In operation, before playing his piece, a turntablist adjusts the controls, e.g., 54 and 90 and 60 and 91, of the circuits 96a and 96b to give the desired amounts of gain and balance to PGM1 and PGM2, respectively. He also adjusts the controls, e.g., 56 and 58 and 62 and 64, of the tone-control circuits 97a and 97b to provide the desired gain or cut in the bass, mid, and treble-bands of PGM1 and PGM2, and if he desires audio effects, he adjusts the controls, e.g., 84 and 86, of the multiplexer 98 to route one of the signals PGM1, PGM2, and MASTER through the effects path. Additionally, the turntablist adjusts the input-fader and crossfader contour controls 70, 72, and 80 and reversal controls 74, 76, and 82 to the desired settings. Although the turntablist typically adjusts the above controls before performing his piece, he may adjust them while playing his piece as well. Then, while playing his piece, the turntablist manipulates the input-fader controls 66 and 68 and the crossfader control 78. As they move, the controls 66, 68, and 78 vary the gains that the core 99 imparts to PGM1 and PGM2 before it mixes them together. These gain variations cause the changes in the volumes and mixing ratio of PGM1 and PGM2 that give the desired musical effects. The output amplifier 108 amplifies the MASTER signal and provides it to the house amplifier 20 (FIG. 5D) so that the audience can hear the turntablist's musical piece.

FIGS. 7A–7C are a schematic diagram of an embodiment of the mixer circuitry of FIG. 6. Unlike FIG. 6, FIG. 7 shows the L and R components of PGM1, PGM2, and MASTER. Furthermore, FIG. 7 shows the portions 98a and 98b of the effects-path multiplexer 98 for processing the L and R components, respectively, of PGM1, PGM2, and MASTER.

FIG. 8 is a schematic diagram of a portion of the input-fader circuit 104 of FIG. 6 according to an embodiment of the invention. For clarity, only the portion that controls the volume of PGM1 is shown, the portion that controls the volume of PGM2 being similar.
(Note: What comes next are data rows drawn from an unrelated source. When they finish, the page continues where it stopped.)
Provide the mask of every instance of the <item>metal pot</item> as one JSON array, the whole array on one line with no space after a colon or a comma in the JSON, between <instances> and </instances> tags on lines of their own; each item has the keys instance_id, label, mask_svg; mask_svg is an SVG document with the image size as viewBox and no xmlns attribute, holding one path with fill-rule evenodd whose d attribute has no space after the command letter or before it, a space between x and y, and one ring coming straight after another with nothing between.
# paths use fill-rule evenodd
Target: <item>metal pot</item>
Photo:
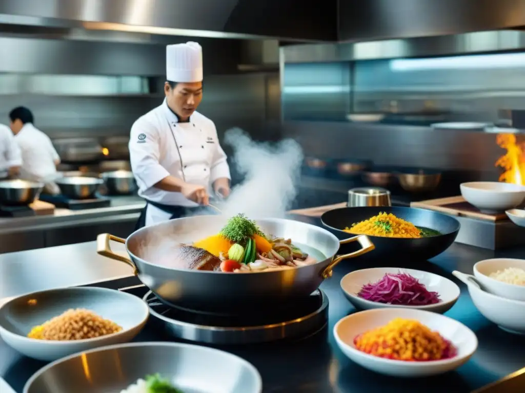
<instances>
[{"instance_id":1,"label":"metal pot","mask_svg":"<svg viewBox=\"0 0 525 393\"><path fill-rule=\"evenodd\" d=\"M441 173L419 169L414 172L396 174L404 190L411 192L428 192L435 190L441 181Z\"/></svg>"},{"instance_id":2,"label":"metal pot","mask_svg":"<svg viewBox=\"0 0 525 393\"><path fill-rule=\"evenodd\" d=\"M110 194L117 195L131 194L137 189L133 172L129 171L104 172L101 174L100 177L104 180L108 192Z\"/></svg>"},{"instance_id":3,"label":"metal pot","mask_svg":"<svg viewBox=\"0 0 525 393\"><path fill-rule=\"evenodd\" d=\"M36 199L44 188L42 183L27 180L0 181L0 204L28 205Z\"/></svg>"},{"instance_id":4,"label":"metal pot","mask_svg":"<svg viewBox=\"0 0 525 393\"><path fill-rule=\"evenodd\" d=\"M82 176L60 178L55 181L62 195L72 199L93 198L99 186L104 182L101 179Z\"/></svg>"},{"instance_id":5,"label":"metal pot","mask_svg":"<svg viewBox=\"0 0 525 393\"><path fill-rule=\"evenodd\" d=\"M392 206L390 191L374 187L353 188L348 190L348 206Z\"/></svg>"},{"instance_id":6,"label":"metal pot","mask_svg":"<svg viewBox=\"0 0 525 393\"><path fill-rule=\"evenodd\" d=\"M170 258L174 247L181 243L191 244L218 233L227 218L196 216L173 220L142 228L127 239L101 234L97 238L97 251L131 266L141 281L164 302L216 312L308 296L323 280L331 276L332 269L341 261L374 248L365 235L340 242L323 228L299 221L268 219L257 221L263 232L291 238L318 261L296 269L270 269L256 273L228 274L170 267L173 265ZM130 258L113 252L110 245L111 240L125 244ZM362 248L335 255L341 244L352 242L358 242Z\"/></svg>"}]
</instances>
The circuit 104 includes the input-fader control 66, the contour control 70, and the reversal control 74, which in this embodiment are a potentiometer, a three-position switch, and a two-position switch, respectively.
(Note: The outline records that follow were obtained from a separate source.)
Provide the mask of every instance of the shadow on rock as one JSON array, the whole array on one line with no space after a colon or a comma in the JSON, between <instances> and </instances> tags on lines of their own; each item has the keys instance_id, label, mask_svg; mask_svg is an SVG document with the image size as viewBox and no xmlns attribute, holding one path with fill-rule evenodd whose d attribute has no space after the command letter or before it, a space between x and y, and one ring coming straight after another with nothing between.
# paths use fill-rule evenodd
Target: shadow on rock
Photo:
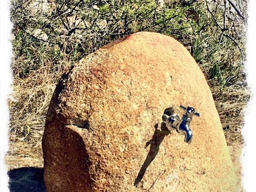
<instances>
[{"instance_id":1,"label":"shadow on rock","mask_svg":"<svg viewBox=\"0 0 256 192\"><path fill-rule=\"evenodd\" d=\"M142 166L137 178L134 182L134 186L138 184L142 179L146 169L150 164L156 156L159 151L160 144L165 138L165 137L169 135L171 132L165 127L164 123L161 124L161 130L157 129L158 124L155 125L155 132L152 139L147 142L146 144L145 148L150 145L150 150L147 154L146 159Z\"/></svg>"},{"instance_id":2,"label":"shadow on rock","mask_svg":"<svg viewBox=\"0 0 256 192\"><path fill-rule=\"evenodd\" d=\"M46 192L43 168L22 167L7 174L10 192Z\"/></svg>"}]
</instances>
The reversal control 74 reverses the full-volume and cut-volume positions of the control 66 by reversing the voltage polarity across it. Specifically, the unmovable terminals of the control 66 are respectively coupled to terminals 110 and 112 of the reversal control 74. In the illustrated position, the control 74 couples the terminals 110 and 112 to a voltage V and ground, respectively, and in its other position, the control 74 couples the terminals 110 and 112 to ground and V respectively.

The control 66 includes a wiper arm 114, which is what moves when the turntablist moves the control 66. The arm 114 divides the control 66 into two resistors having respective values that depend on the position of the arm 114. Thus, based on the well-known voltage-divider principle, the voltage at the arm 114 depends on a ratio of the values of these two resistors. For example, if the arm 114 is in the middle position, the two resistors are equal and the voltage at the arm 114 is V/2. The control 66 provides this voltage, which is called an input-fader gain-control voltage, to the gain core 99 (FIG. 6) to control the gain of the PGM1 amplifier therein. Because this gain-control voltage, and thus the gain of the PGM1 amplifier, depends more on the ratio of the resistor values than on the actual resistor values, the control 66 is called a ratiometric control, which significantly reduces the component-tolerance sensitivity of the circuit 104. Thus, the respective position-attenuation characteristics of the controls 66 are significantly more repeatable from mixer to mixer than the position-attenuation characteristics of the controls 40 and 42 of FIG. 2.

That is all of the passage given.